AITA for mistakenly consuming my coworker’s yoghurt? This is my second day at a new workplace and he is my boss’s boss. We started off pretty cool, even in the interview it was a great vibe. Morning interaction was also very friendly but I thought the yoghurt was the shared stuff by the office (just like milk. My old workplace used to do it).
I am scared because he mentioned it to another person of similar level and that person took me into a room and suggested I apologize, which I did immediately in text and also gonna replace tomorrow. But did I forever ruin the rapport? I feel so stupid.
Why would you assume everything in the fridge is for you to eat?
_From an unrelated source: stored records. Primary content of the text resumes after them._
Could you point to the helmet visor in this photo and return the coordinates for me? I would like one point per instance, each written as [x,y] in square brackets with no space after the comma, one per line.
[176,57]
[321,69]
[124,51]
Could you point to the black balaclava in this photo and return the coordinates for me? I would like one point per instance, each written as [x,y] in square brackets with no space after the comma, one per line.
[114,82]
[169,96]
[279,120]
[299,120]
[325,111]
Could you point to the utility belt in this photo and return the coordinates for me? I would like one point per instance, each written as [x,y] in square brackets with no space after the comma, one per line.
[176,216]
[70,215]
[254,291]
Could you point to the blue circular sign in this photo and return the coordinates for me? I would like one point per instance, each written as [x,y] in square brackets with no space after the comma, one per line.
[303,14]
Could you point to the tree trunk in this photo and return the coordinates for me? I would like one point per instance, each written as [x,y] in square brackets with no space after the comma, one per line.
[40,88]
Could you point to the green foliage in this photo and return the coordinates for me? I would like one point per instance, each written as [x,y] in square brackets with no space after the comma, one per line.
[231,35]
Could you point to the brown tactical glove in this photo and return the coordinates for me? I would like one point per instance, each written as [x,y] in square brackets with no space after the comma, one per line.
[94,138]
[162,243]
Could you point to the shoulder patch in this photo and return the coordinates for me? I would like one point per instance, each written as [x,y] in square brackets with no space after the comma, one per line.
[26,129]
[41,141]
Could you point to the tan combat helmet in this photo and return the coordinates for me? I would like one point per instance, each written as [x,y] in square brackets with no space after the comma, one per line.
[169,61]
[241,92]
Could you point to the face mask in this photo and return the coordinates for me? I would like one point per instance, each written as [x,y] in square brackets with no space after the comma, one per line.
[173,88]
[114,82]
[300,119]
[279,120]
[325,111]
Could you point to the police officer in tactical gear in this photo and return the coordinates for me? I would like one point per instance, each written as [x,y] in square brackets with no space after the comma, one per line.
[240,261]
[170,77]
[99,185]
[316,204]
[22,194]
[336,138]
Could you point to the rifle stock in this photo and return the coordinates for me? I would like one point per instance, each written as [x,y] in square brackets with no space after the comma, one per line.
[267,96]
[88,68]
YTA. Well… yogurt isn’t really considered a “condiment” in America, so I’m at a loss to see why you would think it would be considered shared stuff by the office? It’s not like multiple people can use one little container of it…
YTA for assuming
I think your boss’s boss is your boss, not just your coworker. As far as the yogurt goes, I’d say apologizing and replacing it is enough. As long as it doesn’t happen again he’ll probably just brush it off and move on. If you really wanna go the extra mile maybe you could get him a replacement yogurt and a little something extra as an apology, like a small dessert or candy bar.
eta: NTA
I’ve never heard of communal yogurt lmao. YTA
Yeah YTA obviously. You have spoiled the rapport for now yeah and everyone is probably gonna be talking about the crazy new guy who goes round stealing yoghurt. You got some work to do to come back from this.
YTA for assuming it was fair game. It would not have been hard to just ask someone considering you don’t yet know the nuances of this work place.
But I wouldn’t worry too much about it. Ultimately it is just a yogurt and anyone that is going to hold a grudge over one missing yogurt is being unnecessarily petty and immature. Especially if you apologized and replaced it.
I don’t really think this is AITA material for this sub. You clearly know what you did is wrong and I think your last question is asking advice on if it would ruin your rapport.
I mean to answer this in the context of AITA – yes YTA. Yoghurt isn’t one of those things that are universally shareable. You’re also new to the office so some responsibility lies within you to ask questions for things you don’t know the answer to.
Regarding your question about advice, we can’t answer that cuz neither you nor this sub knows your boss. Initial impressions are important and your boss ATP is like a border agent: they have the discretion to either let it go or paint you as “the food stealer” for the foundation of your career and there’s nothing you can do about it.
I mean you already apologized so there’s no real conflict here. It’s now you just worried about how severe this is. Id just make sure I do what I should be doing at my best.
Exactly how many yogurts were in the fridge, it’s a mistake on your part if there were 30. But if there were 2 you effectively stole someone’s lunch.
I don’t care if your previous office provided snacks it’s a pretty big assumption without finding out first.
Yes, this was entirely your *faux pas*. You can’t just assume things work the same as your old workplace. Even if customs are the same at both workplaces, milk is not the same as yogurt. When I’ve been at new jobs, I definitely check what other people are doing before just taking things. YTA.
I don’t know if you’re an asshole but they’re going to think you have bad judgement for a bit. Replace the yogurt and be careful not to make assumptions for a while.
YTA you can’t just assume….
So you assumed that something was shared based on your old work and how things were there?? YTA for assuming, and next time be an adult and apologize in person – also always ask questions, you might think it’s a stupid one but it saves on the mistakes
YTA. Why are you even asking this,lol.